# Data Analysis Class 11 Notes

Teachers and Examiners (CBSESkillEduction) collaborated to create the Data Analysis Class 11 Notes. All the important Information are taken from the NCERT Textbook Artificial Intelligence (417).

Contents

## Data Analysis Class 11 Notes

### Structured Data

Structured data is a standardized format for describing a page’s content and categorizing it. for example, Names, dates, addresses, credit card numbers, stock data, and other everyday items.

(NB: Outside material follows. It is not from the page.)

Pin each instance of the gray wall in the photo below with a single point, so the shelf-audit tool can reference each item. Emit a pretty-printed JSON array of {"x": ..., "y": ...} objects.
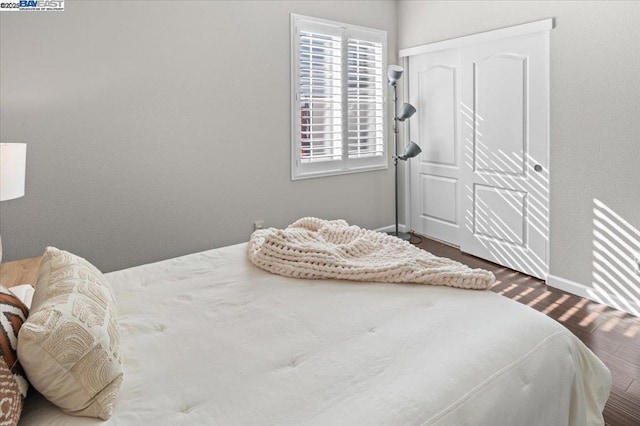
[
  {"x": 595, "y": 117},
  {"x": 136, "y": 113}
]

It is a clear structure, and is highly organized in a structured repository. In a relational database management system, it can be simply stored and found because it neatly fits into fixed fields and columns (RDBMS).

Common sources of structured data are:
a. Excel files
b. SQL databases
c. Medical devices Logs
d. Online Forms

Characteristics of Structured Data
a. High organized
b. Clearly defined
c. Easy to access
d. Easy to analyze

Examples of Structured Data
a. Name
b. Age
c. Gender
e. Phone Number
f. Currency
g. Date
h. Billing info

Sources of Structured Data
a. SQL database
c. Sensors
d. Medical Device
e. Online Forms
f. Point of Sales Systems
g. Web and Server Logs

Data Analysis Class 11 Notes

### Date and Time Datatype

Date and Time datatypes are used to hold values with both date and time information. Date-time information can be stored in a variety of formats.

#### String Data Type

An array of bytes (or words) that stores a succession of elements is frequently used to build the structured data type known as a string. A string can contain [A – Z], [as z], [0 -9], and [all special characters], yet they are all treated as though they were text because they can store alphanumeric data. There are also spaces in it. String information has to be enclosed in quotes (“”or”).

Examples:
Address = “9th Floor, SAS Tower, Gurgaon”
“Hamburger”
“I ate 3 hamburgers”.

#### Categorical Data Types

The term “categorical data” also refers to a collection of information that may be categorised into categories, such as the report cards for all students. Because it may be categorised based on the variables included in the report card, such as class, subjects, sections, school-house, etc., this data is known as categorical data.

There are four different type of Categorical Data Type –
a. Nominal
b. Continuous
c. Ordinal
d. Binary

Data Analysis Class 11 Notes

### Representation of Data

The study of statistics focuses on gathering, organizing, analyzing, interpreting, and presenting data. The observations are turned into useful knowledge via data science. To complete this work, statisticians condense a lot of data into a format that is manageable and yields useful information.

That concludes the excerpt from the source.